In a move that feels equal parts convenient timing and necessary resource recognition, California regulators have awarded 19 contracts under Southern California Edison’s 125-megawatt Preferred Resources Pilot (PRP), contracts that had previously been languishing in the land of delays.
One of the companies awarded such a contract is Swell Energy, a residential battery startup which was awarded 5 MW of battery capacity. Under the program, eligible customers in Orange County can combine federal incentives, plus a discount made available through Swell Energy of up to $5,200 for the installation of a Tesla Powerwall 2. This figure includes the state-provided Self Generation Incentive Program (SGIP) credit and 30% Federal Investment Tax Credit (ITC) will substantially reduce the investment cost to these lucky homeowners. That investment, by the way, usually comes in somewhere around the ballpark of $7,600.
And lucky indeed they are, as SCE has predicted that the current round of shutoffs will be affecting more than 22,500 customers. Broken down by county, that means blackouts for 4,218 customers in Los Angeles County could be, along with 419 in Ventura, 891 in Riverside, 2,007 in Orange and 6,702 customers in San Bernardino counties. So the majority of Orange county, which has the second-highest median income of five counties listed, just behind Ventura, will see substantial incentives. As for the remaining 21,000, nothing as of yet.
What’s interesting is that the credit program is not the only initiative to come out of this Swell’s award. According to Swell, SCE has commissioned the company to build an interconnected fleet of 3,000 residential energy storage systems that will be able to provide up to 20MWh of reduced demand, on demand.
SCE’s battery program has actually existed since 2017 and was initiated in response to the closure of the San Onofre Nuclear Generating Station.
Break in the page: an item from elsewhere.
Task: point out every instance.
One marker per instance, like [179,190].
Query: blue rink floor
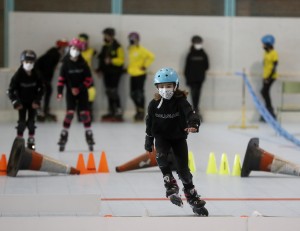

The closure of the San Onofre plant as well as somen costal gas plants created a 7 GW need for generation in Southern California. The program was instituted to fill the power need with local generation and to prevent the need for new fossil fuel infrastructure.
This is important not only in the scope of resilience it will provide during the outages, but as a major commitment to distributed storage by a utility. It will likely take time before any non-California utility sees the value provided by distributed generation + storage, but getting one to promote the resource as a way to reduce fire and outage risks in the first place is a huge step.
This move is an inspiring, albeit confusing step taken by SCE. $5,200 is a pretty big incentive, and it’s even more important that a utility is offering them and praising the efficacy of distributed storage on a large grid. And, while it would understandably be uneconomic to provide that level of credit to the entirety of the 22,500 customer base subjected to blackouts, it is very strange that only Orange County gets to cash in.
Note: This article was originally published on November 8 but was removed due to inaccuracies in a prematurely-release outline of Swell’s contract award. The original article contained inaccuracies regarding the total discount, type of incentive and the relationship between SCE and Swell. We apologize for the mistake and any confusion it may have caused.